Photo by Addictive Stock

The best the algorithm could find was this image:

Photo by unkreatives

It shouldn’t come as a surprise that these algorithms will fail sometimes. But in the context of 100 million photos, they do fail quite often. And they don’t fail in acceptable ways: It’s easy to see that the general composition of these two images is similar (beige background with dark accents in the top right center). But their content is completely different. The collisions encountered with other hashing algorithms look different, often in unexpected ways, but collisions exist for all of them.

When we deal with perceptual hashes, there is no fixed threshold for any distance metric, that will cleanly separate the false positives from the false negatives. In the example above, we can apply a stricter threshold but this will cause actual copies of many photos to go undetected. Simple modifications such as watermarks or slight colour corrections would lead to the algorithm concluding that “these two images are not the same”.

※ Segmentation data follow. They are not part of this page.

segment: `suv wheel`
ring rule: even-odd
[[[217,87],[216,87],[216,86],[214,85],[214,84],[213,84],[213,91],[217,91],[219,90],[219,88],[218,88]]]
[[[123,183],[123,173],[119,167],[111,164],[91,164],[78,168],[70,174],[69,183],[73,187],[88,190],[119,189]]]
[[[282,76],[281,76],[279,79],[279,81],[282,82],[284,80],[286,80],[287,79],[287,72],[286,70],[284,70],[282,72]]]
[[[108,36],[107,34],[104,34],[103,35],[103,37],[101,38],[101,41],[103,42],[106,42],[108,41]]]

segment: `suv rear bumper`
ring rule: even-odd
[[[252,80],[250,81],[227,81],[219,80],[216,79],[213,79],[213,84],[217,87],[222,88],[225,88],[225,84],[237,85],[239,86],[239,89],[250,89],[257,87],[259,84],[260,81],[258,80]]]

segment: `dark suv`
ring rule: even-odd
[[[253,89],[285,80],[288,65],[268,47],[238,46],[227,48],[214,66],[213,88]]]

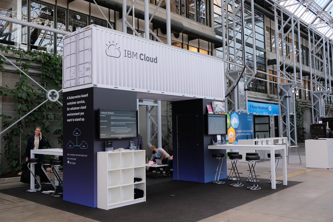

Especially when a Hamming Distance is used to compare hashes, there is not a lot of room to fine tune the threshold. Let’s assume we’re dealing with 256-bit hashes: The Hamming Distances for which two images are the same are likely within just a few bits, i.e. a Hamming Distance of, say, 16, will already indicate a lot of differences. In the context of millions of pictures, moving the Hamming Distance threshold up or down by one will have a huge effect on the number of false positives or false negatives generated.

How Does This Affect Apple’s New Technology?

Even at a Hamming Distance threshold of 0, that is, when both hashes are identical, I don’t see how Apple can avoid tons of collisions, given the large number of pictures taken every year (1.4 trillion in 2021, now break this down by iPhone market share and country, the number for US iPhone users will still be extremely big).

According to Apple, a low number of positives (false or not) will not trigger an account to be flagged. But again, at these numbers, I believe you will still get too many situations where an account has multiple photos triggered as a false positive. (Apple says that probability is “1 in 1 trillion” but it is unclear how they arrived at such an estimate.) These cases will be manually reviewed. That is, according to Apple, an Apple employee will then look at your (flagged) pictures. Does Apple have the manpower in place to iron out their algorithm’s shortcomings? We can only hope so.

Conclusion

Perceptual hashes are messy. The simple fact that image data is reduced to a small number of bits leads to collisions and therefore false positives. When such algorithms are used to detect criminal activities, especially at Apple scale, many innocent people can potentially face serious problems.

My company’s customers are slightly inconvenienced by the failures of perceptual hashes (we have a UI in place that lets them make manual corrections). But when it comes to CSAM detection and its failure potential, that’s a whole different ball game. Needless to say, I’m quite worried about this.